No one can possibly overestimate the practical value of these civil liberties, nor the importance of maintaining them. When they are in jeopardy, the human spirit is in jeopardy, and should there come a time when they have to be curtailed, as during a war, the suppression of thought is a risk to civilization which might prevent its recovery from the effects of war, if the hysterics, who exploit the necessity, were numerous enough to carry over into peace the taboos of war. Fortunately, the mass of men is too tolerant long to enjoy the professional inquisitors, as gradually, under the criticism of men not willing to be terrorized, they are revealed as mean-spirited creatures who nine-tenths of the time do not know what they are talking about.[1]

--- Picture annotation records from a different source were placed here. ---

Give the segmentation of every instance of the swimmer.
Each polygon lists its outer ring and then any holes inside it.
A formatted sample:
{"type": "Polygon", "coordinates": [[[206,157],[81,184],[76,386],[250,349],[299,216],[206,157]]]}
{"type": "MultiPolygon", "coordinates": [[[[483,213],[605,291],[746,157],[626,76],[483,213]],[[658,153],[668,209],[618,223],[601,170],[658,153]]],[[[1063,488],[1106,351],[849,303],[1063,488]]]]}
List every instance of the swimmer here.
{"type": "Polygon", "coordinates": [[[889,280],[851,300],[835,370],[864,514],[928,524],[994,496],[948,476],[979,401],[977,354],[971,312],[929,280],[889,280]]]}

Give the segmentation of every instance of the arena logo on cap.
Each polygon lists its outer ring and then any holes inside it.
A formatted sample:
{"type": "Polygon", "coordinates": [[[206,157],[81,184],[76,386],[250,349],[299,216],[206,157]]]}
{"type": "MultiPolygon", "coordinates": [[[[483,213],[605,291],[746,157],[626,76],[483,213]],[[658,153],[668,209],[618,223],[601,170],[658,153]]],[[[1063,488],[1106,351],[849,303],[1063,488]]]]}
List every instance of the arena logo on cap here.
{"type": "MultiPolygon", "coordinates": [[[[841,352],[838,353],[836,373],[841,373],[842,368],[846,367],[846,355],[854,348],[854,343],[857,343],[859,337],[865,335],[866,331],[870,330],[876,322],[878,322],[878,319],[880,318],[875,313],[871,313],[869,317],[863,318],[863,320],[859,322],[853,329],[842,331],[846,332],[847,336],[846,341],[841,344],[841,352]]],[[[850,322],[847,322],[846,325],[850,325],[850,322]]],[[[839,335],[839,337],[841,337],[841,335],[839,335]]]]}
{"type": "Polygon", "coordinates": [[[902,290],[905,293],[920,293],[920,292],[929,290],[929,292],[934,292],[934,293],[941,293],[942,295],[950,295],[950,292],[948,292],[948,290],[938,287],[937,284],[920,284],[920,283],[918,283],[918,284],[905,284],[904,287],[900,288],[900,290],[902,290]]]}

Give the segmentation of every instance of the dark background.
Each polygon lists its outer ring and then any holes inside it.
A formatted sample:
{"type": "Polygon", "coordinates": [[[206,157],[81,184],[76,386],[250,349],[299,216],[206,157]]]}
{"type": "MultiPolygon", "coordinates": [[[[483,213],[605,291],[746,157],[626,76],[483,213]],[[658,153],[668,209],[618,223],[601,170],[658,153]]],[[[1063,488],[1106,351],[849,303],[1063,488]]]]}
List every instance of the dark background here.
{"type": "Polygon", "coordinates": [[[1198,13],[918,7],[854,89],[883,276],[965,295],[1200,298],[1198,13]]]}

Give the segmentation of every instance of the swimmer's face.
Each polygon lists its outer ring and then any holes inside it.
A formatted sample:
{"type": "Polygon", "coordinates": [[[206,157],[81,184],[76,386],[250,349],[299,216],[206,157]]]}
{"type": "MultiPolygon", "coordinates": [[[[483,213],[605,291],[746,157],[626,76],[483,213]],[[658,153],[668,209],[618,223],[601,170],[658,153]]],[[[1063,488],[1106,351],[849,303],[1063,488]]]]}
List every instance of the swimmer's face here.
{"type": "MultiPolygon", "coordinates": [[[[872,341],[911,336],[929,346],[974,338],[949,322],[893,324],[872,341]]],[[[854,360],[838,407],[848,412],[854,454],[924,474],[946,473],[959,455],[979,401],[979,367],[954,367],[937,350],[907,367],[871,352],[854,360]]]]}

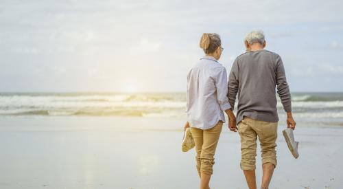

But in spite of its fundamental importance, civil liberty in this sense does not guarantee public opinion in the modern world. For it always assumes, either that truth is spontaneous, or that the means of securing truth exist when there is no external interference. But when you are dealing with an invisible environment, the assumption is false. The truth about distant or complex matters is not self-evident, and the machinery for assembling information is technical and expensive. Yet political science, and especially democratic political science, has never freed itself from the original assumption of Aristotle's politics sufficiently to restate the premises, so that political thought might come to grips with the
- ↑ Cf. for example, the publications of the Lusk Committee in New York, and the public statements and prophecies of Mr. Mitchell Palmer, who was Attorney-General of the United States during the period of President Wilson's illness.